I'm using scipy's optimize to fit two Gaussian distributions to my data. I expected the posterior likelihood of belonging to the rightmost class to start from 0 before the distributions cross, and go to 1 from that point.
However, the output looks like this,
so the probability of belonging to the second class is high on both sides of the peaks.
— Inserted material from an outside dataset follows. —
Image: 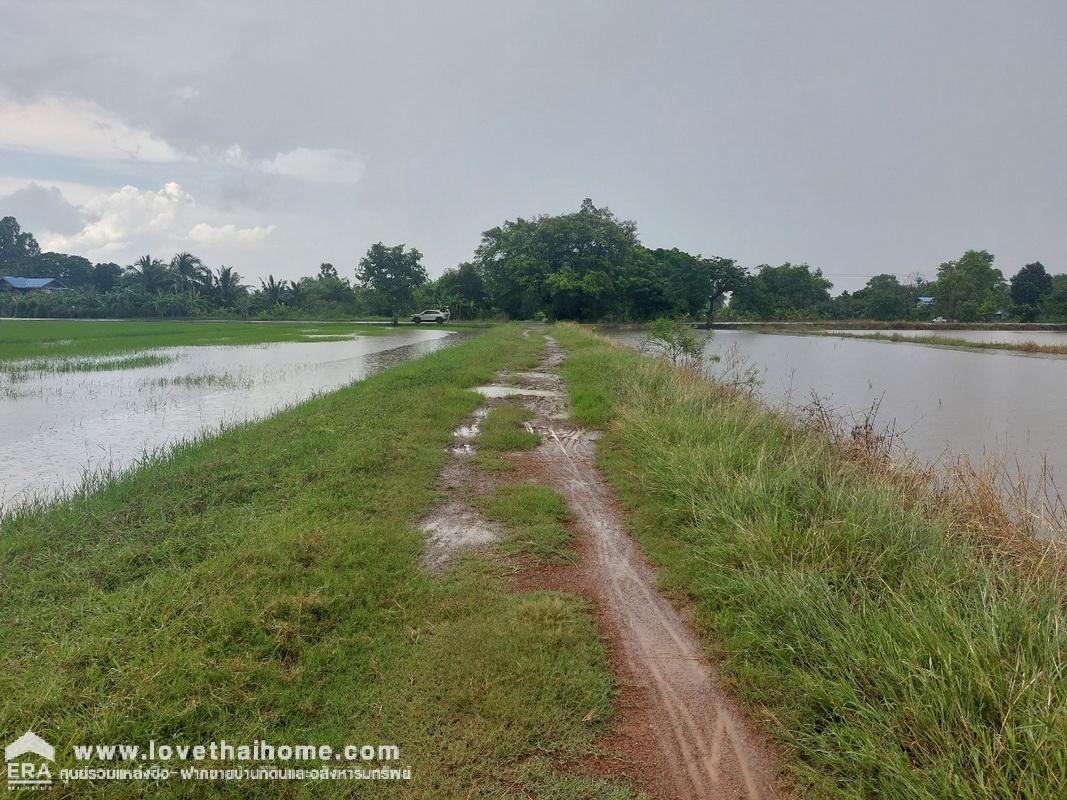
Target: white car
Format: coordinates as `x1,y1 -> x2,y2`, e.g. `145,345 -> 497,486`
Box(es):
411,308 -> 451,324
I tried to reproduce this behaviour with the parameters of the two distributions:
import matplotlib.pyplot as plt;
import scipy.stats as stats;
import numpy as np;
params1 = [ 1.68, 2.13 ];
params2 = [ -.81, 1.22 ];
x = np.linspace ( -5, 15, 100);
y1 = stats.norm.pdf ( x, params1[0], params1[1] );
y2 = stats.norm.pdf ( x, params2[0], params2[1] );
y3 = y1 / y2; y3 = y3 / ( 1 + abs ( y3 ) );
plt.plot ( x, y1, x, y2, x, y3 * .33 );
plt.show();
so the problem is that if the right distribution has a heavier tail than the left, and the posterior probability is defined by the ratio (or sign of difference) of the two densities, it will be higher for the right distribution on the left side (as well as on the right).
Is there a way to overcome this in Gaussian mixture modelling? Should I use a different fit function, or modify the inputs?